PALINDROME: In mathematics, a palindrome is a number that reads the same forward and backward. For example, 353, 787, 1331, 42724.

All numbers that have the same digits such as 4, 11, 55, 222, and 6666 are other examples of palindromes. 

This was a special week during 2019. This week is a Palindrome Week, (well, 10 days actually) when each of 10 consecutive dates can be read the same backward and forward. Palindrome Week is unique to the few countries, such as the USA, that write dates in the month-day-year format (9-10-19). September's series of palindromes only work if the date is written with the last two digits of the year and no zero before the month — 09-10-2019 isn't a palindrome, for example. Because much of the world formats dates as day-month-year, the mathematical oddity is mostly noted in the U.S. I asked them to record all 11 palindromic dates in September 2019. the 9th month using USA format of m-d-yy (only last 2-digits of year). Many of them realized that September 1st was also a palindrome 9119. We talked about whether there is a palindrome week during 2020 and found that it will start with February 1st, 2020, or 02120.

With 4th Grade and up, we used the month-day-year (all 4 digits) format and looked at how many days there are in the new century (January 1, 2000 to December 31, 2100). They multiplied 365 days by 100 and then added on another 25 days for leap days.
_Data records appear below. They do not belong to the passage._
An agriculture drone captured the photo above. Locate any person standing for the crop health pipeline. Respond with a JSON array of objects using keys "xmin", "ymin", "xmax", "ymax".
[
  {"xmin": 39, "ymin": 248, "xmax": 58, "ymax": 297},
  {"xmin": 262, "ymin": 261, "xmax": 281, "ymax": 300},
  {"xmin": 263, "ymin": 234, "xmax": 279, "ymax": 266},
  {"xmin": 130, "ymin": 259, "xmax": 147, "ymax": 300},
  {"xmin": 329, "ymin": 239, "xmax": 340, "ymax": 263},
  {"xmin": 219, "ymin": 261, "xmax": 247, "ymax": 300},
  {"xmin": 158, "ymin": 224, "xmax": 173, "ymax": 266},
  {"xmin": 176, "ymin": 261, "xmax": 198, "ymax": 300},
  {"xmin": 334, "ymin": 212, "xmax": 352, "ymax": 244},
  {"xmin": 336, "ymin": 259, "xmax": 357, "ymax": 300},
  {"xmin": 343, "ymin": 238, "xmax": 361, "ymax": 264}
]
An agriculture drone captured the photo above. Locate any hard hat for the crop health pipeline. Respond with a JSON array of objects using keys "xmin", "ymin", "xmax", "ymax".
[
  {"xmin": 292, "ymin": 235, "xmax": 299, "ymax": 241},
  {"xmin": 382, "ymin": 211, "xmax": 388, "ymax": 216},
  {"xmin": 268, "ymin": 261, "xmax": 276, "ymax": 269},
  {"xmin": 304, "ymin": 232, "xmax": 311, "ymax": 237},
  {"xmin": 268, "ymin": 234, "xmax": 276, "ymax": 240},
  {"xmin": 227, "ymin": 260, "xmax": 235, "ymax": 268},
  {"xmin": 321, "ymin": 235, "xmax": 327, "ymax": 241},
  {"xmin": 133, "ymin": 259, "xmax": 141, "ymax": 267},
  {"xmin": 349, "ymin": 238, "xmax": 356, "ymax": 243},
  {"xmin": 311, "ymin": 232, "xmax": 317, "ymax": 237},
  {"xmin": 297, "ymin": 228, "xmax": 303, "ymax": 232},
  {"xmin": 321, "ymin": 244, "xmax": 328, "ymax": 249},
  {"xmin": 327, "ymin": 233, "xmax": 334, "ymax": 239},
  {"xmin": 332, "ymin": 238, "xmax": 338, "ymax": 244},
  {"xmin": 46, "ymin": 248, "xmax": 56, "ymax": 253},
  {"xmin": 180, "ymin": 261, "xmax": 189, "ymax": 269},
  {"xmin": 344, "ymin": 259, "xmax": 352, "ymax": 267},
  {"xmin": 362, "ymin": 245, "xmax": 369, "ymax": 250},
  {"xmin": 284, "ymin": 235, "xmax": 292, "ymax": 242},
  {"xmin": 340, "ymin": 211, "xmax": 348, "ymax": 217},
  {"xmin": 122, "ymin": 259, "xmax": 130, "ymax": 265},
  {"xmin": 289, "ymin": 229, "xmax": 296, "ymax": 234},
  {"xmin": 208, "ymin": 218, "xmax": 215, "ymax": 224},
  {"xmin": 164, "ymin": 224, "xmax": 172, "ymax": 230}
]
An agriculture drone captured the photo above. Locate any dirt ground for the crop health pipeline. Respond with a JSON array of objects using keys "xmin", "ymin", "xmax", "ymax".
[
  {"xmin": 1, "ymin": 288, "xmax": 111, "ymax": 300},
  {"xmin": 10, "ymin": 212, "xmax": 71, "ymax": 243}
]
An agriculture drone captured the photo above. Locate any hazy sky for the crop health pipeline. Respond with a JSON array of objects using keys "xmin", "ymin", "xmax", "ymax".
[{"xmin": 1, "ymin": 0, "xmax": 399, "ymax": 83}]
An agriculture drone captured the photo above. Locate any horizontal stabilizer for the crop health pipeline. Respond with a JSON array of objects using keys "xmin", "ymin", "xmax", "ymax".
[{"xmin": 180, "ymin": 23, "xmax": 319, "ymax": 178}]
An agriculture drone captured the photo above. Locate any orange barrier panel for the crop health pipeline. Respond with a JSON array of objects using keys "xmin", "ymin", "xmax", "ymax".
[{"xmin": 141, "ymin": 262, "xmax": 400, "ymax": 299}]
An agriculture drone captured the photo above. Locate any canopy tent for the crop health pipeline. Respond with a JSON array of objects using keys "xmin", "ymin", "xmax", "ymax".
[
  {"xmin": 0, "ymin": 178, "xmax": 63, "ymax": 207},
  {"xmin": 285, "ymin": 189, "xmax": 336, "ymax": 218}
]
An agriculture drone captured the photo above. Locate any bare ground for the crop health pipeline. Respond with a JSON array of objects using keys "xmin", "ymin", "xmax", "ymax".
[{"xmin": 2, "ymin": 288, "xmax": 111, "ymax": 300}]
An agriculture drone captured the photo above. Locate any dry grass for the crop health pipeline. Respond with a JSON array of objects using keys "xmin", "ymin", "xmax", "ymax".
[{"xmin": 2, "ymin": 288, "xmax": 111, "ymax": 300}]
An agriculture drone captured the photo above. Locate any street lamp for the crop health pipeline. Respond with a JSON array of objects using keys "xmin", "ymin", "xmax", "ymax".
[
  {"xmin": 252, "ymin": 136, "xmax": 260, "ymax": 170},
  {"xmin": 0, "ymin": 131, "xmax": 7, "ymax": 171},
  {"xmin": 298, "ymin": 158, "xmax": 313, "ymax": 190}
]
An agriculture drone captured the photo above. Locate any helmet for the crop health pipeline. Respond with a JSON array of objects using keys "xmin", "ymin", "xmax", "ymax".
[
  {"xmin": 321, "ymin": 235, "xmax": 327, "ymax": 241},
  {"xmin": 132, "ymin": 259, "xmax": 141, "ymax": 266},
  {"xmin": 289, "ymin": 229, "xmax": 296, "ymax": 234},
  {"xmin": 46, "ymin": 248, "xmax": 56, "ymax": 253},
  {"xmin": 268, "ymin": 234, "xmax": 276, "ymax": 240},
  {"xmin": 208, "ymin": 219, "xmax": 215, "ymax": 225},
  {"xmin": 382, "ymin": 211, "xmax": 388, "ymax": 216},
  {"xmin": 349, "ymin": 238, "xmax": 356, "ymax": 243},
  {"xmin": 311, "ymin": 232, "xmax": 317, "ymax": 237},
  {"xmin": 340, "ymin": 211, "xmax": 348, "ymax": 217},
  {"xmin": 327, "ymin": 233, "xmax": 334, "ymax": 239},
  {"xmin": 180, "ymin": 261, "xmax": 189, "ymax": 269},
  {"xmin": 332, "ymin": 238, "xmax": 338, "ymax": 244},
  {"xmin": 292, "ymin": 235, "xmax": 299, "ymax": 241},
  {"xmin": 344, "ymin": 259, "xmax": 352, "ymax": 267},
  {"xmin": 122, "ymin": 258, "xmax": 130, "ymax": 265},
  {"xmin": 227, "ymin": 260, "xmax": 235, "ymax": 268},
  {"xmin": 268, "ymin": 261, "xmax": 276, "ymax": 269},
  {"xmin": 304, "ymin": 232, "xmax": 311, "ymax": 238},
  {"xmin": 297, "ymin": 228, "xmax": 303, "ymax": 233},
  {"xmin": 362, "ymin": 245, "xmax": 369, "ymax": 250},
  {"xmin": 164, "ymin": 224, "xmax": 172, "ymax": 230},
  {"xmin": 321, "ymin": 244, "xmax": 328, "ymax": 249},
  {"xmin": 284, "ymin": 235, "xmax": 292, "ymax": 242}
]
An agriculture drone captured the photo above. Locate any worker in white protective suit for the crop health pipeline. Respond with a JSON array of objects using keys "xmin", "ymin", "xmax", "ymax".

Out of the 36750 days there are only 38 palindromic dates in the 21st Century. They were challenged to find all of them.

Then, I had the children think of 3 and 4-letter words that form a palindrome. I gave them all of the 5 and 6-letter words that are palindromes with definitions. My favorite palindrome is AIBOHPHOBIA, which is an 11 letter palindrome which means, “fear of palindromes.”

After exploring the wonderful words that are palindromes, we turned to numbers that read the same both forwards and backwards. I gave them a few digits like 1234 and asked them to create an odd number digit palindrome and an even number digit palindrome (so, 1234321 and 12344321). There is a great challenge page on the pdf for this exercise.
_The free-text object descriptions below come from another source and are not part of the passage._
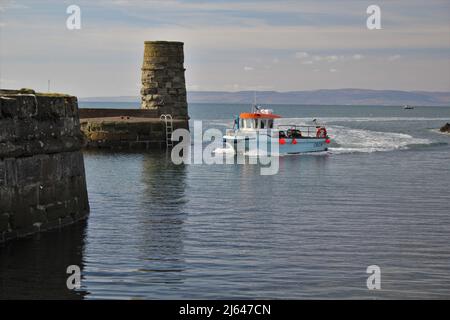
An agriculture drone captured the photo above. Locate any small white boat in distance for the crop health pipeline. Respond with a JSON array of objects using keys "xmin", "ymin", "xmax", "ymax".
[
  {"xmin": 222, "ymin": 106, "xmax": 331, "ymax": 155},
  {"xmin": 404, "ymin": 105, "xmax": 414, "ymax": 110}
]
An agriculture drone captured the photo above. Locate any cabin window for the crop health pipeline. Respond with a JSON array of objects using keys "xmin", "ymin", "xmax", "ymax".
[
  {"xmin": 268, "ymin": 120, "xmax": 274, "ymax": 129},
  {"xmin": 260, "ymin": 120, "xmax": 266, "ymax": 129}
]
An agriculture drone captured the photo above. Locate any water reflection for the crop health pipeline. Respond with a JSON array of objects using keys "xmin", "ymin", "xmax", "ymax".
[
  {"xmin": 0, "ymin": 221, "xmax": 88, "ymax": 300},
  {"xmin": 137, "ymin": 152, "xmax": 188, "ymax": 285},
  {"xmin": 80, "ymin": 150, "xmax": 189, "ymax": 298}
]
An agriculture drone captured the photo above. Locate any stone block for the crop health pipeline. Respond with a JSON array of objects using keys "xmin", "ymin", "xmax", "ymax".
[
  {"xmin": 60, "ymin": 216, "xmax": 74, "ymax": 227},
  {"xmin": 0, "ymin": 213, "xmax": 11, "ymax": 232},
  {"xmin": 36, "ymin": 95, "xmax": 68, "ymax": 119},
  {"xmin": 30, "ymin": 206, "xmax": 47, "ymax": 224},
  {"xmin": 9, "ymin": 206, "xmax": 33, "ymax": 229},
  {"xmin": 0, "ymin": 97, "xmax": 18, "ymax": 118},
  {"xmin": 16, "ymin": 184, "xmax": 39, "ymax": 207},
  {"xmin": 16, "ymin": 157, "xmax": 41, "ymax": 185},
  {"xmin": 130, "ymin": 141, "xmax": 149, "ymax": 149},
  {"xmin": 0, "ymin": 119, "xmax": 17, "ymax": 142},
  {"xmin": 45, "ymin": 202, "xmax": 68, "ymax": 221},
  {"xmin": 0, "ymin": 161, "xmax": 5, "ymax": 187},
  {"xmin": 38, "ymin": 183, "xmax": 55, "ymax": 205},
  {"xmin": 0, "ymin": 187, "xmax": 13, "ymax": 212},
  {"xmin": 4, "ymin": 158, "xmax": 18, "ymax": 187},
  {"xmin": 16, "ymin": 95, "xmax": 38, "ymax": 119}
]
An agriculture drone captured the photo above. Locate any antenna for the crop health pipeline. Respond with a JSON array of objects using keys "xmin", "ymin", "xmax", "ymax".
[{"xmin": 251, "ymin": 91, "xmax": 257, "ymax": 112}]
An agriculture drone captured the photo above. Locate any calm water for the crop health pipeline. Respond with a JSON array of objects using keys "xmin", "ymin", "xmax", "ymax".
[{"xmin": 1, "ymin": 103, "xmax": 450, "ymax": 299}]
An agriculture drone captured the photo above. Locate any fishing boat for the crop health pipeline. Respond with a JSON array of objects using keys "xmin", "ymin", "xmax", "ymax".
[
  {"xmin": 222, "ymin": 106, "xmax": 331, "ymax": 155},
  {"xmin": 404, "ymin": 105, "xmax": 414, "ymax": 110}
]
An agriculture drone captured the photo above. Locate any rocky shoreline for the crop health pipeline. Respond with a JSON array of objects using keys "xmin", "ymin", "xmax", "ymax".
[{"xmin": 440, "ymin": 123, "xmax": 450, "ymax": 133}]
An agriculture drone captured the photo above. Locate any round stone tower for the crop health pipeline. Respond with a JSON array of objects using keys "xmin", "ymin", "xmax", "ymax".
[{"xmin": 141, "ymin": 41, "xmax": 188, "ymax": 118}]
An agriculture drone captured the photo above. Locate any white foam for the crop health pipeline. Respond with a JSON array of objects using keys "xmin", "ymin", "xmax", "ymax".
[
  {"xmin": 276, "ymin": 117, "xmax": 450, "ymax": 124},
  {"xmin": 213, "ymin": 142, "xmax": 236, "ymax": 155},
  {"xmin": 328, "ymin": 126, "xmax": 431, "ymax": 154},
  {"xmin": 431, "ymin": 129, "xmax": 450, "ymax": 136},
  {"xmin": 243, "ymin": 149, "xmax": 280, "ymax": 157}
]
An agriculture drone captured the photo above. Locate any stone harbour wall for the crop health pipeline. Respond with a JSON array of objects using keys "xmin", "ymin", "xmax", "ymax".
[
  {"xmin": 80, "ymin": 114, "xmax": 189, "ymax": 150},
  {"xmin": 79, "ymin": 108, "xmax": 159, "ymax": 119},
  {"xmin": 0, "ymin": 89, "xmax": 89, "ymax": 243},
  {"xmin": 141, "ymin": 41, "xmax": 188, "ymax": 118}
]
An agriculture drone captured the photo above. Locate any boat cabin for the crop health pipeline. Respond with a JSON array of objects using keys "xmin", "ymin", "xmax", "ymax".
[{"xmin": 237, "ymin": 112, "xmax": 281, "ymax": 130}]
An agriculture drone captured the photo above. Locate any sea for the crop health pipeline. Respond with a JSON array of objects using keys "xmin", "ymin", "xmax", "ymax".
[{"xmin": 1, "ymin": 102, "xmax": 449, "ymax": 299}]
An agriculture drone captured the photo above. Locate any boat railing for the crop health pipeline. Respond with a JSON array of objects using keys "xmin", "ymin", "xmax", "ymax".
[
  {"xmin": 226, "ymin": 129, "xmax": 236, "ymax": 136},
  {"xmin": 225, "ymin": 125, "xmax": 325, "ymax": 138},
  {"xmin": 276, "ymin": 125, "xmax": 323, "ymax": 138}
]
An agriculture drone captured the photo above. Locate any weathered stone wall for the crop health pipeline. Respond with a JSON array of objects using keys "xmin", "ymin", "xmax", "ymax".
[
  {"xmin": 79, "ymin": 108, "xmax": 159, "ymax": 119},
  {"xmin": 80, "ymin": 116, "xmax": 189, "ymax": 149},
  {"xmin": 141, "ymin": 41, "xmax": 188, "ymax": 118},
  {"xmin": 0, "ymin": 89, "xmax": 89, "ymax": 243}
]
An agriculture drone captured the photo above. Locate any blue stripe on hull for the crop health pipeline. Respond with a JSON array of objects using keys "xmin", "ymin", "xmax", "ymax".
[
  {"xmin": 227, "ymin": 138, "xmax": 328, "ymax": 154},
  {"xmin": 278, "ymin": 139, "xmax": 328, "ymax": 154}
]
I then had them think about all 1-digit numbers that are palindromes and to record how many there are. It was easy enough for the to write them down starting with 0, 1, 2 .. 9, but the challenge was counting how many. Many said 9 but they were not focused on zero. So of course, the answer was 10. When I asked them to write down all of the 2-digit palindromes, they were curious as to whether 00 was a two digit number. It is not, zero is a one digit number so starting with 11, 22, 33 … 99, there are 11.

Then we explored three-digit palindromes and attacked a challenge that would determine the total number of 3-digit palindromes. They figured that using an organized system of numbers starting with the smallest, 101, until reaching the largest, 999.
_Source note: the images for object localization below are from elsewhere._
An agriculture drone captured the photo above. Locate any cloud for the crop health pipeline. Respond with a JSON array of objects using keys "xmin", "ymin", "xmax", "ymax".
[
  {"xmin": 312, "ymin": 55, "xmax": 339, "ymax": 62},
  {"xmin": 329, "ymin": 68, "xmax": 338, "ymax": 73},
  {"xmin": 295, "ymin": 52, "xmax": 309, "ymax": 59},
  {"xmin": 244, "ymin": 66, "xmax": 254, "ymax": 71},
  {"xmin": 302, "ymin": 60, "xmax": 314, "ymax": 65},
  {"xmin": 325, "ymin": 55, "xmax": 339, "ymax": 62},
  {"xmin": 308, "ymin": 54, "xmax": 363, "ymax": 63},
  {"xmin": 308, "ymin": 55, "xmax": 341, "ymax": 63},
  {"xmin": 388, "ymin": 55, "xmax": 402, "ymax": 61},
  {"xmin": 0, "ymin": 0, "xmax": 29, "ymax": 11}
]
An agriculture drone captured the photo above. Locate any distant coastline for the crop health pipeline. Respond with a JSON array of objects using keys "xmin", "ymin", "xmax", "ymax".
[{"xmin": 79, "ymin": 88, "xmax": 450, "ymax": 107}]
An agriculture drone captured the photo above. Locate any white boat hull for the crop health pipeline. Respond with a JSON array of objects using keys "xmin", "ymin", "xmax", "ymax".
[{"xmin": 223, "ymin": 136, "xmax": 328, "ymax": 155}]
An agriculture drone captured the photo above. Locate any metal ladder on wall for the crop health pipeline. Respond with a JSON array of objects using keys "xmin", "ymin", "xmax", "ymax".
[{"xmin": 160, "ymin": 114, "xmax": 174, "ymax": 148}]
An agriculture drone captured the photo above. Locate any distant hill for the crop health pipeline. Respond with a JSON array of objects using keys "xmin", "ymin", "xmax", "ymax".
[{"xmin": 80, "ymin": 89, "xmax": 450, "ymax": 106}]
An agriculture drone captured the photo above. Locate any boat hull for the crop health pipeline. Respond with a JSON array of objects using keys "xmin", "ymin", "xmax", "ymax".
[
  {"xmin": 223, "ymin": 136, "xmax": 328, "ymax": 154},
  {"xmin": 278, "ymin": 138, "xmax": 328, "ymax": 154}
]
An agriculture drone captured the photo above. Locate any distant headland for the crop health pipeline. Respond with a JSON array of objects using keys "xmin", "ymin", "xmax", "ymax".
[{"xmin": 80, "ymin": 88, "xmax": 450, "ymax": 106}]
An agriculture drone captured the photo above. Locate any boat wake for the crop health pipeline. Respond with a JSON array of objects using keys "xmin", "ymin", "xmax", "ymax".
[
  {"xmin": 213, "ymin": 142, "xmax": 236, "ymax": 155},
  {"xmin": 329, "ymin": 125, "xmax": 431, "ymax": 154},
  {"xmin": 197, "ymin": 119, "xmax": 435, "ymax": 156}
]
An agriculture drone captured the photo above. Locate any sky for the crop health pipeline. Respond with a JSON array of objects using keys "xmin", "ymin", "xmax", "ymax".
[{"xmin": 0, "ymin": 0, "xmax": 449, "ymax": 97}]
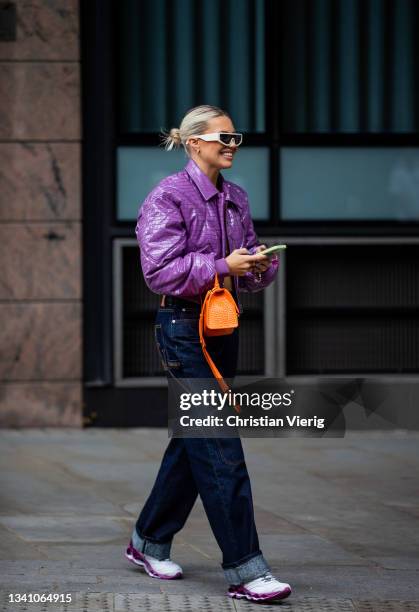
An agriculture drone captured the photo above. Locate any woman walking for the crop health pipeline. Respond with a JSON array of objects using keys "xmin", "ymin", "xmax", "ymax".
[{"xmin": 126, "ymin": 105, "xmax": 292, "ymax": 603}]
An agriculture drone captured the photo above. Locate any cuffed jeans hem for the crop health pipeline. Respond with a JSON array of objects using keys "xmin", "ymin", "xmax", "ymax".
[
  {"xmin": 132, "ymin": 527, "xmax": 172, "ymax": 561},
  {"xmin": 222, "ymin": 552, "xmax": 271, "ymax": 585}
]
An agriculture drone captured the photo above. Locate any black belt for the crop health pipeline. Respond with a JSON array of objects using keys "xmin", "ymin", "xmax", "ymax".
[{"xmin": 160, "ymin": 295, "xmax": 201, "ymax": 309}]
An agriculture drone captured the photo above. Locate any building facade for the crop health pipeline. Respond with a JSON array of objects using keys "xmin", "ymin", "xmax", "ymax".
[
  {"xmin": 1, "ymin": 0, "xmax": 418, "ymax": 427},
  {"xmin": 0, "ymin": 0, "xmax": 82, "ymax": 426}
]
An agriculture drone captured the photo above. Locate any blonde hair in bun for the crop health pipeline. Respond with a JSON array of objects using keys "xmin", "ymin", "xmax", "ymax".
[
  {"xmin": 163, "ymin": 128, "xmax": 182, "ymax": 151},
  {"xmin": 160, "ymin": 104, "xmax": 230, "ymax": 156}
]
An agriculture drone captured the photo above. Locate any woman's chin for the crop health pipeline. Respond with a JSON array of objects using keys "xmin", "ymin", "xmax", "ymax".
[{"xmin": 218, "ymin": 157, "xmax": 234, "ymax": 167}]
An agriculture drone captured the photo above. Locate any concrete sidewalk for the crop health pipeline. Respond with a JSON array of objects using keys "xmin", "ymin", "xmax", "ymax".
[{"xmin": 0, "ymin": 428, "xmax": 418, "ymax": 612}]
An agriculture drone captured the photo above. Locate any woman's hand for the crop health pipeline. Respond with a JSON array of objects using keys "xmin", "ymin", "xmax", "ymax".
[
  {"xmin": 225, "ymin": 247, "xmax": 270, "ymax": 276},
  {"xmin": 249, "ymin": 244, "xmax": 272, "ymax": 274}
]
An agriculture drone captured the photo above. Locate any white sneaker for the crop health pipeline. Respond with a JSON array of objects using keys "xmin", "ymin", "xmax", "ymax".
[
  {"xmin": 125, "ymin": 539, "xmax": 183, "ymax": 579},
  {"xmin": 227, "ymin": 572, "xmax": 292, "ymax": 601}
]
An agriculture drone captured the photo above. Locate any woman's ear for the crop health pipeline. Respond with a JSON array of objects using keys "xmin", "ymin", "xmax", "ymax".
[{"xmin": 187, "ymin": 137, "xmax": 200, "ymax": 154}]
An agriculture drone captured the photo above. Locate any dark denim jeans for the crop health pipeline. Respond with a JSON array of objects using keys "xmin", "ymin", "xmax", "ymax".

Many of the Mathletes started with 101, 111,121,131,141,151,161,171,181,191, vertically and 101, 202, 303, 404, … 909 horizontally on top. Some realized that there are ten rows and nine columns so 10x9=90 3-digit palindromes. For 4th grade and up, they tackled the challenge of 4-digit palindromes 1001, 1111, 1221, 1331, 1441, 1551,1661, 1771, 1881, 1991, 2002.....  Surprisingly, the same pattern as 3-digits so a total of 90 numbers.

Then they were able to explore 5-digit palindromes starting with 10001, 10101, 10201, etc. Some noticed that there are additional 3-digit palindromes imbedded inside the 5-digits that start and end with zero, with a total of 100, but there are 9 separate thousands for each group of 100 palindromes, so a total of 900. See my algorithm for the number of palindromes for each number of digits. This uses the fundamental counting principle, so for 5-digit numbers, there can be 9 digits in the first digit of palindrome, 10 digits in the second position and 10 in the third position, so 9x10x10=900. The last two positions in a 5-digit palindrome just follow the first two digits.

So looking at this incredible sequence of numbers, for the following number of digits:

1-digit palindromes (1,2,3,4,5,6,7,8,9) 9

2-digit "     (11,22,33,44,55,66,77,88,99) 9

3-digit " 90

4-digit " 90 

5-digit " 900

6-digit " 900

7-digit " 9000

8-digit " 9000

9-digit " 90000

Finally, I had the 4-7th graders learn about odometer readings. My boys and I always looked at the odometer which tells you the number of miles. Then we determined how many more miles until the next palindrome. To this day, they are in their 20s and still take pictures of the odometer when it reads a palindrome. The last page in the pdf gives them six odometer readings and they are challenged to calculate how many miles to the next palindrome. For example, if there are 25,000 miles on the odometer, there are 52 miles until it reaches 25052.

This is a great way for your children and you to use the time in the car mathematically. It is not only challenging for them to find the next palindrome, but it then requires the to use subtraction to figure out how many miles remaining. Actually, I prefer to add from the current odometer reading until the palindrome (subtraction is really the reverse of addition).